LONDON (Reuters) - A British-led investor group is lining up U.S. and European pension funds to help improve long-term corporate governance standards in Japan, after the failure of several short-term activist shareholder plays there, a director on the project said.
The Japan Engagement Consortium, set up by British fund manager Governance for Owners with Tokio Marine Asset Management in December last year, aims to engage with Japanese company boards to improve long-term shareholder returns.
Last year, activist funds The Children’s Investment Fund and Steel Partners started scaling back investments in Japan after failing to make much headway with company directors.
“Investors in Japan have had a tough time trying to push through change in terms of Western best practices,” said Simon Wong, managing director at fund manager Governance for Owners.
“Those who have done it realise that a different approach might be suitable,” he told Reuters.

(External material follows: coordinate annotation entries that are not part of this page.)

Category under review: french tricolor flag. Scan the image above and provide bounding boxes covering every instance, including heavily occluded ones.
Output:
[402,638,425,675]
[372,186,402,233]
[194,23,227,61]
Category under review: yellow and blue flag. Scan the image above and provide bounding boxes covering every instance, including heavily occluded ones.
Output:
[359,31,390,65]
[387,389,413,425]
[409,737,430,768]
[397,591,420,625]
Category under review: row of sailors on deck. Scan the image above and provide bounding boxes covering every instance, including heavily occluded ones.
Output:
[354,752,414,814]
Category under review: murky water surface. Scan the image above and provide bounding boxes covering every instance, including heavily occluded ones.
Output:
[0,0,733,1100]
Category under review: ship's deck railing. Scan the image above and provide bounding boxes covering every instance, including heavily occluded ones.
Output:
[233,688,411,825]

Wong -- who started at Governance for Owners this week -- said the challenge was to arrive at “Japanese way” of corporate governance acceptable to both domestic and foreign investors.
“We have been in discussions with European and North American pension schemes and some have expressed serious interest in the consortium,” he said.
The Universities Superannuation Scheme and the Railways Pension Schemes - two of Britain’s largest pension schemes- have already signed up to the consortium.
London-based TCI last year sold its 10 percent stake in electricity wholesaler J-Power back to the company after it was defeated in a proxy battle aimed at securing a higher dividend and putting a limit on cross-shareholdings with banks.
U.S. hedge fund Steel Partners did win a rare victory when it toppled the board of loss-making wigmaker Aderans Holdings in May, but has been selling down other holdings after struggling to win concessions from management.
Unlike activist investors, who have tended to dictate terms to Japanese boards, Governance for Owners hopes its softly-softly approach will succeed where others have failed.
“It’s important for the engagement to take place in private in a constructive way, rather than in a confrontational manner,” GO executive director Toshi Oguchi said.
“We engage with companies on behalf of our members to improve long-term investor value, unlike others we are not short-termist.”
Oguchi said the long-term nature of its members’ interests meant that the JEC was in no hurry to see immediate progress.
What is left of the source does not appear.